# Is it possible to retrieve the attention weights of a specific node? #608

opened this issue Jun 5, 2019

sgdantas commented Jun 5, 2019

 Hey! I was wondering if it's possible to retrieve the attention weights of a specific node. By printing the alpha dimension I see that the attention is batched (Number of nodes with same degree x degree x 1) ``````def reduce_func(self, nodes): # reduce UDF for equation (3) & (4) # equation (3) alpha = F.softmax(nodes.mailbox['e'], dim=1) print(alpha.shape) # equation (4) h = torch.sum(alpha * nodes.mailbox['z'], dim=1) return {'h': h} `````` However, a node might be connected to other nodes with different degrees. I wanted to retrieve the attention that other nodes pay to a specific node, is that possible? Thanks!
mufeili commented Jun 5, 2019

 It's possible. Take our PyTorch GAT Implementation as an example.
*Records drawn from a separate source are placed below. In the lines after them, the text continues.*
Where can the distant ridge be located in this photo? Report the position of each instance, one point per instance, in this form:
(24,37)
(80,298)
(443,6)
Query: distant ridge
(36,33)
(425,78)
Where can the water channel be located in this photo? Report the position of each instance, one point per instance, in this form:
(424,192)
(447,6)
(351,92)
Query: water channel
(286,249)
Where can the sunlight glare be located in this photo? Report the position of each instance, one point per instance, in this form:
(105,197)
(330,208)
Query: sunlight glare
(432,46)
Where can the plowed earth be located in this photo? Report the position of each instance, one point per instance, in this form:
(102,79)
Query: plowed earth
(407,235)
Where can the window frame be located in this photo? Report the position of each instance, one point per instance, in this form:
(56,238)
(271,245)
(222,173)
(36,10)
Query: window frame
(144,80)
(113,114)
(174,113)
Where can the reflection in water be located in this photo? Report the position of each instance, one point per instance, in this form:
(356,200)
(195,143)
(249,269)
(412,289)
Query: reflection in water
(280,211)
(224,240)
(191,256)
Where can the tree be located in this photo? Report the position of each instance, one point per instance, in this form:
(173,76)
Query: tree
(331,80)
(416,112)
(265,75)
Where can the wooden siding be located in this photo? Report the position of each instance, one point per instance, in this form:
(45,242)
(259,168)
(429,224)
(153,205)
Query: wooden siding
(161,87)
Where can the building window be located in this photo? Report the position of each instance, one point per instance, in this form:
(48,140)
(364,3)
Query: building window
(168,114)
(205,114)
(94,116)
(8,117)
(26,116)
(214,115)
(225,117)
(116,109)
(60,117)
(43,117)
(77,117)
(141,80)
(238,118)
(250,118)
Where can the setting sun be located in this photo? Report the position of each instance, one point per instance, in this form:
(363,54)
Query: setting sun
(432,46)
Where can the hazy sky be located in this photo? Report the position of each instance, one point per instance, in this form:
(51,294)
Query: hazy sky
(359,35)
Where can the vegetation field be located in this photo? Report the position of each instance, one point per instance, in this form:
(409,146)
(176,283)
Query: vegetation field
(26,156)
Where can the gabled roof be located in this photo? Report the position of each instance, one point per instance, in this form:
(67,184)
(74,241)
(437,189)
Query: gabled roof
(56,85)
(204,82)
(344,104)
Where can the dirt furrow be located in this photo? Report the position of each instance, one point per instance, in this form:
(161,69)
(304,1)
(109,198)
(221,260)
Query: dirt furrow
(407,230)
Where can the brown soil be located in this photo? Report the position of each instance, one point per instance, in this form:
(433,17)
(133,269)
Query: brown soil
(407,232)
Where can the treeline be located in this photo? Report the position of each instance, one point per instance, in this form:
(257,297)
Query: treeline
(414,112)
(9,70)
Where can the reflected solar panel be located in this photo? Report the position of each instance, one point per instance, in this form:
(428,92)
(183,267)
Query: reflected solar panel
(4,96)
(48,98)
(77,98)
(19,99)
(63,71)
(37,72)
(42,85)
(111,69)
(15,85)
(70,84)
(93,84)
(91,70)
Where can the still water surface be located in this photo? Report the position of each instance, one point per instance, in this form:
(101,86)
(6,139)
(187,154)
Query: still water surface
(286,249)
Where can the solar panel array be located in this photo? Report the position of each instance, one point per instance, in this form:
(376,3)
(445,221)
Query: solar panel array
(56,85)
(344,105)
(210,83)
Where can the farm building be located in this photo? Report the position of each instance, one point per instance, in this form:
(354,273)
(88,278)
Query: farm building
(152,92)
The edge attentions are stored in `g.edata['a_drop']`. We can fetch the attentions as follows: ```from scipy.sparse import lil_matrix def preprocess_attention(edge_atten, g, to_normalize=True): """Organize attentions in the form of csr sparse adjacency matrices from attention on edges. Parameters ---------- edge_atten : numpy.array of shape (# edges, # heads, 1) Un-normalized attention on edges. g : dgl.DGLGraph. to_normalize : bool Whether to normalize attention values over incoming edges for each node. """ n_nodes = g.number_of_nodes() num_heads = edge_atten.shape[1] all_head_A = [lil_matrix((n_nodes, n_nodes)) for _ in range(num_heads)] for i in range(n_nodes): predecessors = list(g.predecessors(i)) edges_id = g.edge_ids(predecessors, i) for j in range(num_heads): all_head_A[j][i, predecessors] = edge_atten[edges_id, j, 0].data.cpu().numpy() if to_normalize: for j in range(num_heads): all_head_A[j] = normalize(all_head_A[j], norm='l1').tocsr() return all_head_A # Take the attention from one layer as an example # num_edges x num_heads x 1 A = self.g.edata['a_drop'] # list of length num_heads, each entry is csr of shape (num_nodes, num_nodes) A = preprocess_attention(A, self.g) ``` Now `A[h][i, j]` will give you the attention of edge `j -> i` in head `h`. For non-existing edges this value will be zero.
sgdantas commented Jun 5, 2019

 Thank you, it works!

mufeili commented Jun 5, 2019

 Glad to know that @sgdantas F :). Let me know if you have any follow up questions. Also for questions like this we encourage users to post on our discussion forum so that more users can be benefited.